# Nigerian Dwarf Question.....



## rgdlljames (Sep 8, 2011)

I am new to goats all together so this me be a dumb question..... I've notice that some of the adults (bucks and does) look like they have been shaved. Others look furry and fuzzy. Is this because of the time of the year? Do some people shave their goats? If so, why? :chin: Or, do they just grow like that? Inquiring minds want to know....


----------



## StaceyRosado (Oct 5, 2007)

if you show you dairy goat then it needs to be shaved. shows are usually in the spring to early fall


----------



## rgdlljames (Sep 8, 2011)

I've heard you shave the utters and behind but do you shave the whole goat?
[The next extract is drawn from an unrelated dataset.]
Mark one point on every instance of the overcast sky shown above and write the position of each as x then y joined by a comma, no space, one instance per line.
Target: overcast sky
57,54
That's what some of the goats I've seen look like..... it's either that or they have very thin coats?? Just curious....I like the fuzzy look.


----------



## StaceyRosado (Oct 5, 2007)

Yes the entire goat is shaved for show


----------



## milkmaid (Sep 15, 2010)

> Just curious....I like the fuzzy look.


Me too! I don't shave my goats. But I can see why it would make it easier to judge them at a show.


----------



## groovyoldlady (Jul 21, 2011)

We shave ours for 4-H dairy shows, but we live in Maine, so we don't shave ours for the later fall shows, though we do trim them up so they look neat and tidy. I DO, however, try to keep some of the belly and udder clipped on my ND - even in winter - because I am milking her. No one wants hair in their milk!


----------



## Randi (Apr 22, 2011)

> No one wants hair in their milk!


That's the main reason for shaving I think. I shave bellies and udders in winter and head to toe in summer.


----------



## milkmaid (Sep 15, 2010)

I don't even shave their udders. Hair does sometimes fall in the milk, but I strain it out - and we're the only ones drinking it, so it doesn't bother me.


----------



## Randi (Apr 22, 2011)

We are now working on building a real live dairy......I think. So now we have to really take care and do it right. It will be a LOOOOONG time till it is done, but that is all practice and perfect time.


----------



## Red Mare (Aug 17, 2011)

Coming from the miniature horse world and living in south FL, I like my goats clipped!
They look "tider" and are cooler in general.  
I am a bit weird like that though.


----------



## rgdlljames (Sep 8, 2011)

Well, I can understand shaving the utters. I'll do that I'm sure. I've been to dog shows and understand the rational behind the shaving but some of the goats look like they are hairless goats! :shocked: I like my fuzzy little puff balls.  
Thanks for letting me know. :thumb:
Have a wonderful weekend!


----------



## nigerianmomma2011 (Oct 18, 2011)

This goes off tpoic aboutshavin, but I am also new to the world of Goats and purchaes 3 nigerian whether back in june of this year. My main question is at about 4 months old how many punds does the average nigerian weigh? My largest is just under 25# while my smallest is barely 15#. They each get a flake of alflfa hay a day, is this enough? they get loose minerals, and sodium bicarbonate at free range, along with an alfalfa cube every 3 days. Anything I should be doing different?


----------



## Paige (Oct 14, 2010)

nigerianmomma2011- Is it super leafy alfalfa? That can cause urinary calculi in bucks and wethers if they get too much high quality hay and grain. I would try to get them something a little less green and leafy for main feeding. You could try giving a flake of alfalfa and two flakes of something else every day? I have never tried using alfalfa cubes so I don't really know about that. Wethers don't need grain in the summer, but in the winter you might want to consider giving a little.


----------



## SkyesRanch (Nov 11, 2010)

Red Mare said:


> Coming from the miniature horse world and living in south FL, I like my goats clipped!
> They look "tider" and are cooler in general.
> I am a bit weird like that though.


Totally agree! :hi5:

I would much rather have a sleek beauty in my pasture than a hairy wooly mammoth. They do look more nice when shaved. Of course I don't in the winter but in the summer, they get shaved every month. Whether I am going to a show or not.


----------



## KW Farms (Jun 21, 2008)

Start a new topic nigerianmomma2011 with your question...you'll get more responses! :thumb:


----------